Des fragments de la face cachée lunaire bientôt sur Terre 

Par Nassim Terki Publié le 06/06/2024 à 08:49
Fragment De Lune Sur Terre Grâce À La Chine

Une nouvelle perspective sur l'exploration lunaire, révélant progressivement les mystères et les merveilles cachés de notre satellite naturel.

La Chine atteint un nouveau jalon dans sa mission vers la Lune. Un succès qui s'inscrit dans le cadre de son programme spatial ambitieux. Un retour sur Terre est imminent et la Chine ne revient pas les mains vides, promettant des révélations intéressantes sur la Lune.

La Chine établit sa suprématie spatiale

La Chine franchit une nouvelle étape cruciale de sa mission spatiale Chang'e 6 vers la Lune. En effet, le 3 juin 2024 à 23h38 UTC (temps universel coordonné), l'étage de remontée de la sonde a quitté la surface lunaire pour rejoindre le module resté en orbite, entamant ainsi le retour des précieux échantillons collectés sur la face cachée de notre satellite naturel. Un voyage qui promet de dévoiler des secrets fascinants sur l'asymétrie mystérieuse entre les deux côtés de la Lune.

Cette quatrième mission d'alunissage réussie depuis 2013, place la Chine en tête de l'exploration lunaire. Un exploit que seule la mission Chang'e 4 avait réalisé auparavant en 2019. Aucune autre nation n'avait encore accompli une telle prouesse. En 2020, l'administration spatiale chinoise avait déjà ramené ses premiers échantillons lunaires de la face visible avec la mission Chang'e 5, un événement qui marquait un retour après un demi-siècle depuis les missions Apollo et Luna des États-Unis et de l'Union Soviétique.

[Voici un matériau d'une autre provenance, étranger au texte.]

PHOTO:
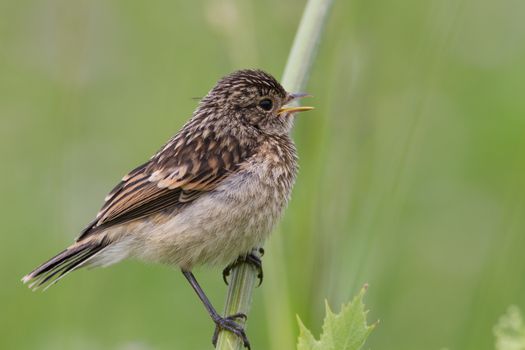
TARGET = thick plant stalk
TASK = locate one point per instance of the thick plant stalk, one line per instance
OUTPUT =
(296, 73)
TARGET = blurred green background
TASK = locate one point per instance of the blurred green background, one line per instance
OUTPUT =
(412, 166)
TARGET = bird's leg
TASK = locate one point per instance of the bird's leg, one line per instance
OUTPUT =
(252, 258)
(226, 323)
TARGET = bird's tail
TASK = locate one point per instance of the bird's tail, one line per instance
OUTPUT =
(74, 257)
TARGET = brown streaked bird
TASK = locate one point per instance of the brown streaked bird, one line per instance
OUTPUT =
(210, 196)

L'objectif ambitieux de Chang'e 6 était de collecter des échantillons de roches de l'hémisphère lunaire qui est constamment éloigné de la terre, afin de les étudier en détail avec des instruments de pointe une fois ramenés sur notre planète. Ce défi a été relevé avec succès grâce au satellite relais Queqiao2, lancé en mars 2024, qui a permis à la sonde de fonctionner sur la face cachée de la Lune.

Une récolte exceptionnelle d'échantillons lunaires pour percer les secrets de notre satellite

Les opérations de collecte d'échantillons lunaires de la mission Chang'e 6 se sont déroulées avec succès dans le vaste bassin pôle Sud-Aitken, situé à la fois dans les régions australes et l'hémisphère invisible de la Lune. Deux types d'échantillons ont été prélevés au niveau du sol à l'aide du bras mécanique de l'atterrisseur et en profondeur jusqu'à 2 mètres grâce à une foreuse. La quantité totale de matière collectée pourrait atteindre jusqu'à 2000 g.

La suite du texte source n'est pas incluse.